En cas de varus calcanéen associé, il est parfois nécessaire de réaliser une ostéotomie de valgisation de type Dwyer pour ré-axer l’arrière-pied. Cette intervention n’est pas réalisée dans le même temps opératoire pour éviter les complications cutanées et infectieuses.
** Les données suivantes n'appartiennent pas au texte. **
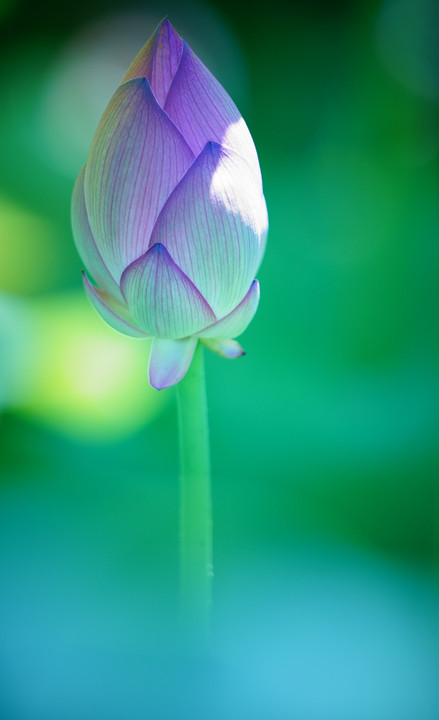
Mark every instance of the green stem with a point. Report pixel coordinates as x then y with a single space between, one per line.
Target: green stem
195 499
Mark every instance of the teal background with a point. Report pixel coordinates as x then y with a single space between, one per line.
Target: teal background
324 436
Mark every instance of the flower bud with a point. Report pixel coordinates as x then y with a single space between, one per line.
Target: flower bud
168 213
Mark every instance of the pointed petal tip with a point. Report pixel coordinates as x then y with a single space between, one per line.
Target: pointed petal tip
229 349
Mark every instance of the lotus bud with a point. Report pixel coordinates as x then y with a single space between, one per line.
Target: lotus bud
168 213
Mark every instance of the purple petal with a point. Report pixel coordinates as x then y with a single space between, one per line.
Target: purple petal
158 60
203 111
237 321
109 311
136 158
229 349
86 245
162 299
169 361
212 226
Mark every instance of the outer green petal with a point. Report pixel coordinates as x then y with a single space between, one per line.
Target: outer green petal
110 311
169 361
162 299
229 349
85 242
235 322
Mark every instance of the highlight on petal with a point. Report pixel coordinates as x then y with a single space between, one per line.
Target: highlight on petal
110 311
85 242
162 299
169 361
203 111
237 321
229 349
213 224
136 158
158 60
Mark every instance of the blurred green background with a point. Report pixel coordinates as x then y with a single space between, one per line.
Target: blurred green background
324 437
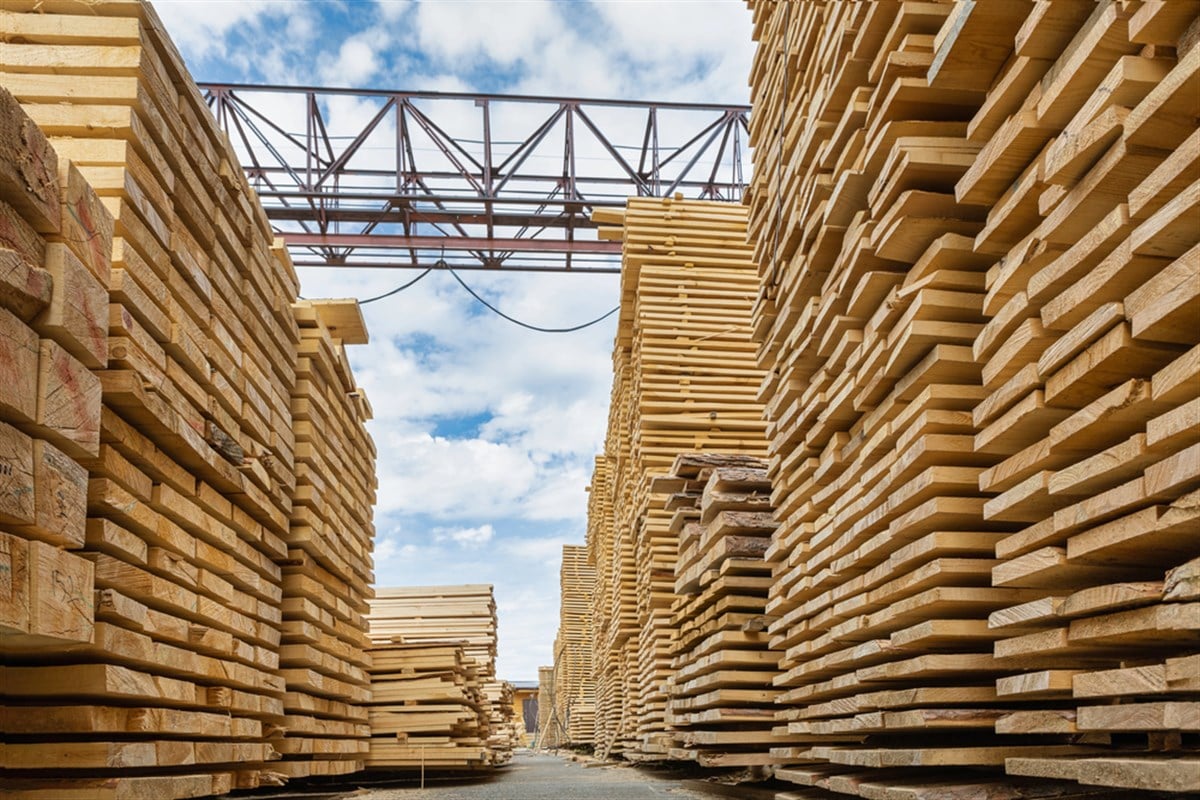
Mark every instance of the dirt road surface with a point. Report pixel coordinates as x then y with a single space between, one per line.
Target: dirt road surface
549 777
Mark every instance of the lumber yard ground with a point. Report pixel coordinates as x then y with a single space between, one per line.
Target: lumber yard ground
538 776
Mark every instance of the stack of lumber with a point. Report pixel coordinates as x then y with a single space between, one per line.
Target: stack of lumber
977 230
328 573
462 615
1092 376
426 709
871 299
613 619
186 328
684 380
551 732
155 397
575 687
503 734
721 691
52 330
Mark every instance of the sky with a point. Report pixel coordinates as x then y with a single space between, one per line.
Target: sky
486 432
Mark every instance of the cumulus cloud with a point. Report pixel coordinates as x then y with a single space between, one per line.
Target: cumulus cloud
486 432
503 32
472 537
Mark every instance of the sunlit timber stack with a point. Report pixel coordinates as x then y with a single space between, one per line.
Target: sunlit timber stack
327 578
976 229
976 226
723 697
149 319
685 382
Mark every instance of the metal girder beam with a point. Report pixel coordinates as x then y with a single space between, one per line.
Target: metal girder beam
367 178
384 241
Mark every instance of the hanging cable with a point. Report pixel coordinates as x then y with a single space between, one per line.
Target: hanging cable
527 325
397 289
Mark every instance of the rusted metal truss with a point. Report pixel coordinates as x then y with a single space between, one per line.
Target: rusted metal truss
396 179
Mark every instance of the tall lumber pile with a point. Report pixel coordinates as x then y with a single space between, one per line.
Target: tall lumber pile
462 615
684 380
723 698
163 374
1097 413
976 226
327 578
189 461
574 685
52 314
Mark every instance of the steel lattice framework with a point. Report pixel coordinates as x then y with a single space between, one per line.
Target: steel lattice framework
397 179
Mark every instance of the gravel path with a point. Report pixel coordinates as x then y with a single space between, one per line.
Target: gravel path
549 777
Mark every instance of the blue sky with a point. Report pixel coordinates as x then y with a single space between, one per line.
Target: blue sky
486 432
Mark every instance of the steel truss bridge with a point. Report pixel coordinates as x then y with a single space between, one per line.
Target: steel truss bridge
402 179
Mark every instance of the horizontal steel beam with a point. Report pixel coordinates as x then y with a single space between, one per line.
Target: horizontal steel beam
384 241
499 181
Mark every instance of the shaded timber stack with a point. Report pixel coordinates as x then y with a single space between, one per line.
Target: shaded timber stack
684 382
574 684
976 226
159 422
328 575
462 615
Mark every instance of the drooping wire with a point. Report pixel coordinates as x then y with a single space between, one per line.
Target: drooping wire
527 325
397 289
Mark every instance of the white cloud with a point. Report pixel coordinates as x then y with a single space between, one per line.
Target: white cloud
471 537
357 61
199 26
474 29
486 432
394 10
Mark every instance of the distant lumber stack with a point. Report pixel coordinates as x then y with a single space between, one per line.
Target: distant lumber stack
327 577
147 425
723 698
574 687
442 620
684 382
427 709
977 232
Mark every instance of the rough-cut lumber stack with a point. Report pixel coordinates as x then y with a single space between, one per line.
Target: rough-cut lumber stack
166 374
503 734
684 380
462 615
977 232
613 605
1092 368
871 298
427 709
721 696
190 465
328 573
575 686
52 329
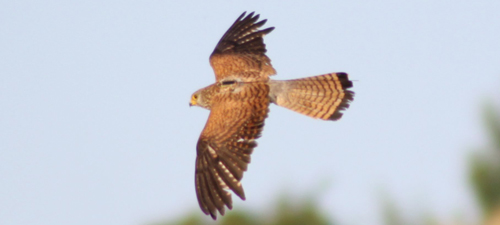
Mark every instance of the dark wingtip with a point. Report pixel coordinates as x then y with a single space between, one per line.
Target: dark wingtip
349 96
344 80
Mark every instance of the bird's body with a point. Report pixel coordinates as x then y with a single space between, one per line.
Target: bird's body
239 103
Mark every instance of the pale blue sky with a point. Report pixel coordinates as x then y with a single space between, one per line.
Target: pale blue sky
95 126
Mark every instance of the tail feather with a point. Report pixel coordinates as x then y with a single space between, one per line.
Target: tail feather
324 96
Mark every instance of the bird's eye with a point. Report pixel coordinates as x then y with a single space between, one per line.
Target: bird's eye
228 82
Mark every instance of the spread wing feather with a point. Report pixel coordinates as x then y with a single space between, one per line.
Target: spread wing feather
226 143
240 53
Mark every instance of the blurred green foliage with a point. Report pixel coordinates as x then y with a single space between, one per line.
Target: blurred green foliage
485 166
484 174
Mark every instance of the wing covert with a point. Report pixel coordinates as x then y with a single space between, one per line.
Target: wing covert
226 143
240 53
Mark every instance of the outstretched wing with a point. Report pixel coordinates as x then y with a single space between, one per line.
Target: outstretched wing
223 150
240 53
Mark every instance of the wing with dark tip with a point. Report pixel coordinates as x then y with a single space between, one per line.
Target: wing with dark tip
226 143
240 53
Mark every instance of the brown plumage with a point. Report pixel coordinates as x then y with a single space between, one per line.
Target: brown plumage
239 103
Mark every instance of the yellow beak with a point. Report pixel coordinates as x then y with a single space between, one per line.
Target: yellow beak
192 102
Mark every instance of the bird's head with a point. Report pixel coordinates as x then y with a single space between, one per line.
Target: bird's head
201 98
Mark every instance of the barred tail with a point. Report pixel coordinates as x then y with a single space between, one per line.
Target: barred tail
323 96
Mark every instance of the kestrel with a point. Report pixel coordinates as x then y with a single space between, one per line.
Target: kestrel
239 102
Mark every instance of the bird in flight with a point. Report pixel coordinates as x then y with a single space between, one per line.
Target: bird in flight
239 102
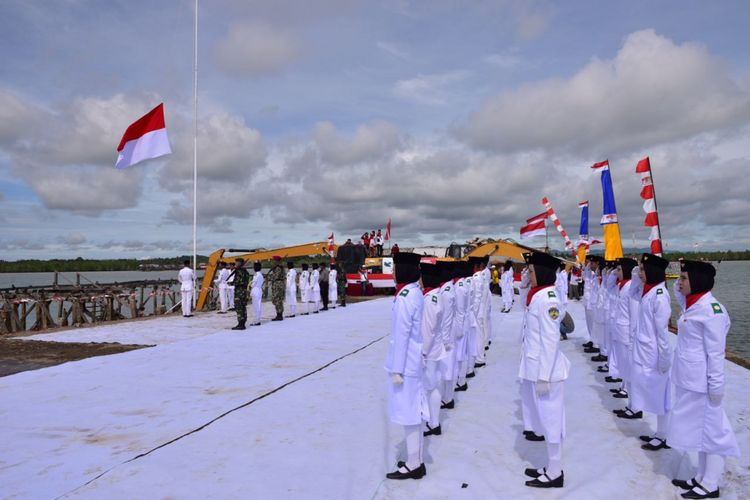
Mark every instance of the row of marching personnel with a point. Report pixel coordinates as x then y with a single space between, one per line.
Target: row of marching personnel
628 308
441 330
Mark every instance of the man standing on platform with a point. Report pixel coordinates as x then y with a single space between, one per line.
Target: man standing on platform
186 277
278 288
241 280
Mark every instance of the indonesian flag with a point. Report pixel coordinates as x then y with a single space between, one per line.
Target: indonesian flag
534 228
144 139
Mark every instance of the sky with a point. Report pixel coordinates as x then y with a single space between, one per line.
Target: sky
453 119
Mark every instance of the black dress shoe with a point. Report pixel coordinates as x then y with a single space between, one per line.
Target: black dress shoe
699 491
547 482
533 437
680 483
417 473
534 472
432 431
661 445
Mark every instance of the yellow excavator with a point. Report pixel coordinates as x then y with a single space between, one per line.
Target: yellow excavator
252 255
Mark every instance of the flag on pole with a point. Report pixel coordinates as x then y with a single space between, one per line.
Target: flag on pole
533 228
612 240
649 204
146 138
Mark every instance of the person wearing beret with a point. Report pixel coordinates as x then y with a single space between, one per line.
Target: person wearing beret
256 292
698 422
625 320
651 388
544 368
434 349
407 405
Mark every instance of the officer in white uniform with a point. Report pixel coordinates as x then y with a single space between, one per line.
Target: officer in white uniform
256 292
333 287
544 367
291 288
698 422
221 285
186 277
651 389
406 402
433 347
304 289
314 290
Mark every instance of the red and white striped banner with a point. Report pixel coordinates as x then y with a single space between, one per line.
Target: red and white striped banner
553 217
649 205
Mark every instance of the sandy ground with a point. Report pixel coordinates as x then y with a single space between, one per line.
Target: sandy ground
297 409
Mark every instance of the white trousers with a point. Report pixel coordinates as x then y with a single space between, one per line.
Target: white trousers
187 302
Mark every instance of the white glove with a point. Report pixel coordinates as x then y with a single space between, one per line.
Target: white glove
542 388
Complications de la chirurgie

Elles sont exceptionnelles :
Infection
C’est une complication grave mais heureusement exceptionnelle.
Elle guérit généralement avec un simple lavage et un traitement antibiotique prolongé, mais il faut dans certains cas enlever le matériel.
Le risque d’infection est plus important en cas de diabète, de surpoids, de traitement par immunosuppresseurs, de tabagisme et de consommation excessive d’alcool.
Problèmes de cicatrisation cutanée
Ils sont plus fréquents en cas d’antécédents traumatiques, de surpoids, de tabagisme et de diabète.
Hématome post-opératoire
Ils nécessitent un glaçage régulier du pied jusqu’à leur disparition.
Récidive des entorses
Elles sont exceptionnelles avec cette technique chirurgicale.
Persistance des douleurs
Le traitement chirurgical d’une instabilité chronique de la cheville ne garantit pas l’obtention d’une cheville indolore.
Pseudarthrose
En cas d’ostéotomie calcanéenne, l’os peut ne pas consolider : cette complication est très rare.

Suites Opératoires

  • Lever au fauteuil dès le lendemain.
  • Dès le 1er jour : marche avec appui complet dans une attelle en s’aidant de béquilles pour une durée de 45 jours, sauf en cas d’ostéotomie calcanéenne où l’appui sera interdit pendant 2 mois.
    Il est déconseillé de marcher ou de rester debout de façon prolongée dans les premiers temps mettre en exergue Il est recommandé de se déplacer souvent mais peu longtemps, et de surélever régulièrement le pied afin de limiter l’œdème post-opératoire.
  • Prise d’antalgiques, d’anti-inflammatoires
  • Anticoagulation préventive pendant 2 mois
  • Rééducation immédiate de la cheville en flexion/extension puis proprioception à partir du 2e mois.
  • Conduite automobile dès le 2e mois post-opératoire
  • Arrêt de travail en fonction de votre profession (de 3 semaines à 2 mois).

Suivi post-opératoire

Une consultation de contrôle sera prévue un mois et demi après l’intervention, à 6 mois puis à un an.